Oral cancer is cancer of the lining of the mouth, the tongue, or other structures around the mouth. It kills more people than either cervical cancer or melanoma--skin cancer. Like many cancers, if you catch it early, there is great success in getting rid of it. But if you don't get it early, it can be deadly. The first line of defense against this kind of cancer is your dentist, who is trained to look for and recognize early signs of oral cancer.

If your dentist does find something suspicious, now there is a new test that uses a brush to take a cell sample from the questionable area. The brush is able to scrape down beneath a few cell layers to get a good sample. It's then sent to the lab for testing, and takes about 48 hours to get the results.

Nine times out of ten the result is benign, but the new test replaces the need for a biopsy using a scalpel if the test comes out negative. If the results are not normal, another biopsy is done and the dentist would then refer you to a cancer doctor.

Why does a dentist screen you for oral cancer rather than a cancer doctor?

Many oral cancers are discovered in the dentist's office during routine exams. Dentists are trained to do a visual inspection of your mouth for signs of cancer as part of your check-up because your dentist is usually the physician most familiar with your mouth and any changes that happen with sores or suspicious bumps. Dentists are trained in medical school to recognize the signs of cancer.

What kinds of suspicious signs would the dentist be looking for?

In general, they would be looking for a sore or an ulcer that doesn't go away after about a week. Or small white bumps in the mouth that can be an indication of precancerous cells. The reason a test like this is so useful is that many of these warning signs are actually benign, but you can't tell until you do the test.
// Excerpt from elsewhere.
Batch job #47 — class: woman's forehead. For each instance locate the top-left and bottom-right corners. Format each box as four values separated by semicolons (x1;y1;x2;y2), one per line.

An oral cancer can look like a cheek bite or another noncancerous wound or sore in its early stages.

What causes oral cancer?

The biggest risk factors for oral cancer are smoking or chewing tobacco and alcohol use as well as any constant irritation to the mouth from dental implants, dentures, or chipped teeth. But it's important to note that at least a quarter of all cases are in people who have no known risk factors.

How often should you get screened for oral cancer?

If you visit your dentist's office regularly, you're probably getting enough attention, but you should always be on the lookout for sores or problems that don't go away after a few days. You can talk to your doctor or dentist about whether your particular situation requires more frequent screening.

Is the test covered by insurance?

Yes, by private insurancand Medicaid.